# Oregon Bill #SB 610



## ILGHAUS (Nov 25, 2002)

Passage by the Senate does not automatically make this into law ... This particular Bill still needs to be passed by the House. 

Quotes from article in StatesmanJournal.com
Written by Queenie Wong
April 29, 2013

Senate passes bill to to define service animal for disabled

_“Because there is no definition of service animal, people were taking all sorts of critters to restaurants and into stores and saying it was a service animal,” Kruse said. ...

In Oregon, service animals allowed in public places aren’t limited to a particular species._

http://www.statesmanjournal.com/art...te-passes-bill-define-service-animal-disabled



*Why do states pass a bill when there is already a Federal Law stating the same thing?*

On the whole if State Statutes mirror Federal Laws it simplifies the matter for anyone involved on various levels on the topic. 

In this case one reason is that the ADA is a Civil Law and as such local law enforcement do not have power to become involved. Now if a State Statute is broken than the the local PD can be called in. 


From the Summary of SB 610
Ordered by the Senate April 24
Including Senate Amendments dated April 24

Quote:
_Modifies [types of conditions qualifying as disability and types of animals qualifying as] definitions pertaining to assistance animals for purposes of accessing places of public accommodation and places of access to state government services, programs or activities and for purposes of cause
of action for harm to assistance animal.
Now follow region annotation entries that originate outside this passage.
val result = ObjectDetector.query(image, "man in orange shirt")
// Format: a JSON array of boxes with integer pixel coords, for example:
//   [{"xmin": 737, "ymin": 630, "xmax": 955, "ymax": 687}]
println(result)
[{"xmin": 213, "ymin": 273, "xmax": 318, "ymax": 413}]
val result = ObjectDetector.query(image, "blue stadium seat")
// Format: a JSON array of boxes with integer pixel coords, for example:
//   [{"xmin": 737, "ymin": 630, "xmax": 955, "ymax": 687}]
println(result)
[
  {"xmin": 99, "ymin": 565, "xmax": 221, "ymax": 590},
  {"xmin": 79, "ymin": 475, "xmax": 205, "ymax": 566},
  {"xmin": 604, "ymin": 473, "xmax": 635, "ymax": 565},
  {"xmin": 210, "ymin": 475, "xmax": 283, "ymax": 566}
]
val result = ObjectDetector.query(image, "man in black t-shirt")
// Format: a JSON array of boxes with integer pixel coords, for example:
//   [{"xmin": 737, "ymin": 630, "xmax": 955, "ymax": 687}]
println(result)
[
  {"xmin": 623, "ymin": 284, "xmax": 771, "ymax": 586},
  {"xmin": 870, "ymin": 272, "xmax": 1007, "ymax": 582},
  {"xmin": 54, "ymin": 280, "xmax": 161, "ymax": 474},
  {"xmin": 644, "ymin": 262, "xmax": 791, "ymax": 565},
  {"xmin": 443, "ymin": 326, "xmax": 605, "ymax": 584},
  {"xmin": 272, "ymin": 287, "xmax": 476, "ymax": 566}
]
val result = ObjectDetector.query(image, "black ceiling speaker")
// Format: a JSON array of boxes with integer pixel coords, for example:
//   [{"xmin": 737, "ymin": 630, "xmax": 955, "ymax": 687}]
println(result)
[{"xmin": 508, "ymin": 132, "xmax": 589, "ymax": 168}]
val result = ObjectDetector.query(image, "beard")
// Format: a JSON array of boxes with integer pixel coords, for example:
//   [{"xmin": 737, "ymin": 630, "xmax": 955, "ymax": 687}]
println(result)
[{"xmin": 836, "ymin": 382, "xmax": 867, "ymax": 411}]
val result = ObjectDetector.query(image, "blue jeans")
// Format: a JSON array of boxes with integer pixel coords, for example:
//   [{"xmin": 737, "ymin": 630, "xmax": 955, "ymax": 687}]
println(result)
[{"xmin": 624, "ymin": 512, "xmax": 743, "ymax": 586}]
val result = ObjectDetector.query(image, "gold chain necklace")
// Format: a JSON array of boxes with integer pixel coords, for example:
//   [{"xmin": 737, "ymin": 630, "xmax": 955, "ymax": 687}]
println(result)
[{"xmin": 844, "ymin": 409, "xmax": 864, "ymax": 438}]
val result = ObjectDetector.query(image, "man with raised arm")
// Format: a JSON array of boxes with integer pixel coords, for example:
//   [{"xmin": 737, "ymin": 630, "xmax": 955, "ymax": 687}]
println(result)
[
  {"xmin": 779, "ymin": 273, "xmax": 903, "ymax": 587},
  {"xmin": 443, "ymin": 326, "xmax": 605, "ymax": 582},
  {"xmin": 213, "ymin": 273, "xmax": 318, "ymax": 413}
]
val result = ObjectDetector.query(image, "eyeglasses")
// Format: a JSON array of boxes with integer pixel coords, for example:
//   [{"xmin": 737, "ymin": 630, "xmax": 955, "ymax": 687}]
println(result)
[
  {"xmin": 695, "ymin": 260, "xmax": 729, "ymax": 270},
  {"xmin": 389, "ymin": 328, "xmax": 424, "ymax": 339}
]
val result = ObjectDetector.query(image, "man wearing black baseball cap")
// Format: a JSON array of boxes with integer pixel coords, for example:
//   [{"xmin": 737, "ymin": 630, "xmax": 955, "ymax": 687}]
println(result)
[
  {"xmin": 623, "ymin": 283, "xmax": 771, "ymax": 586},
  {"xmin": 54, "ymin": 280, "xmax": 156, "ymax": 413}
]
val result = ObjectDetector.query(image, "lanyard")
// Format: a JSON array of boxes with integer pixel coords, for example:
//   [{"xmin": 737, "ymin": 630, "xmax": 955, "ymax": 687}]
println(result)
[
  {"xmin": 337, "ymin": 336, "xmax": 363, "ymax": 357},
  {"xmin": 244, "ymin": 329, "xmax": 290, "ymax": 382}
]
Requires places of public accommodation or of access to state government services, programs or activities to make reasonable modification of policies, practices and procedures as necessary to accommodate presence of assistance animal or assistance animal trainee._

http://www.leg.state.or.us/13reg/measpdf/sb0600.dir/sb0610.a.pdf


This bill *does not* in of itself limit Assistance Animals to dogs only ("a dog or other animal") but does leave the door open for that decision ("designated by administrative rule"). 

Quote:
SECTION 2. As used in this section and section 3 of this 2013 Act:
(1) “Assistance animal” means a dog or other animal designated by administrative rule that has been individually trained to perform tasks for the benefit of an individual.
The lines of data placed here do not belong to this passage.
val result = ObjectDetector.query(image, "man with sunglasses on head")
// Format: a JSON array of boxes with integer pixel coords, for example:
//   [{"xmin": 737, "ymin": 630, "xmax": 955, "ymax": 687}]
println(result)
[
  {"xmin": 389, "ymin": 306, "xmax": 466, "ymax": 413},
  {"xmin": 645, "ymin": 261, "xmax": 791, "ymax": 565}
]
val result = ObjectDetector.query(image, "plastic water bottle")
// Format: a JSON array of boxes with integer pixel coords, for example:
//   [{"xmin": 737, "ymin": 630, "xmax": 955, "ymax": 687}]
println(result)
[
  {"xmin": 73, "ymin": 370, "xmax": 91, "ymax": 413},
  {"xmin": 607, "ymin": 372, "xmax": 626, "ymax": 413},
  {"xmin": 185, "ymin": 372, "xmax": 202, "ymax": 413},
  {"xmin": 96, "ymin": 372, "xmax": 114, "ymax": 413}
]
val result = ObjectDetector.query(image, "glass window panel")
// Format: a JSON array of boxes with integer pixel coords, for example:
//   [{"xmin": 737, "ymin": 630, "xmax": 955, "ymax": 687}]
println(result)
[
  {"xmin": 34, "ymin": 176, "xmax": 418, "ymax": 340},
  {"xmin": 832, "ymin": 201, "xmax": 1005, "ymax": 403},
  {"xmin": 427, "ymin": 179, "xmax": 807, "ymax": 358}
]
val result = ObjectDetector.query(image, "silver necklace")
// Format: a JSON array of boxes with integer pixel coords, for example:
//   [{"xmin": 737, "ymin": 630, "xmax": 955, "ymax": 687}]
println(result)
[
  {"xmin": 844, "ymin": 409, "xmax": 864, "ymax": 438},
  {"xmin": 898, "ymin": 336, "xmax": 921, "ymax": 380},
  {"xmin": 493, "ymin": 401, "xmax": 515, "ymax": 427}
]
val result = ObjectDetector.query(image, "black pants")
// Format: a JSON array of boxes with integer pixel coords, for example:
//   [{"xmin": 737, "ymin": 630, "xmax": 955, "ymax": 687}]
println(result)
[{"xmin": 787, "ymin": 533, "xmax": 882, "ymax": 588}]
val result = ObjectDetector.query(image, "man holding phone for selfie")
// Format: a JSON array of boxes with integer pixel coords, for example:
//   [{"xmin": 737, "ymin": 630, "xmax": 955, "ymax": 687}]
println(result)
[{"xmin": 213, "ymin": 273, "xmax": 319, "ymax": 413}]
Rules are in most cases easier to change than a Law. Further research will need to be done into their definition of the term "administrative rule".


----------



## ILGHAUS (Nov 25, 2002)

This Bill addresses the issue recognizing dogs in training in the State of Oregon. It also doesn't limit trainers to professional individuals or organizations - thereby leaving training open to Owner Trainers. 

SECTION 2. As used in this section and section 3 of this 2013 Act:
... 
(2) “Assistance animal trainee” means an animal that is undergoing a course of development and training to do work or perform tasks for the benefit of an individual that directly relate to the disability of the individual.
(3) “Assistance animal trainer” means an individual exercising care, custody and control over an assistance animal trainee during a course of training designed to develop the trainee into an assistance animal.


----------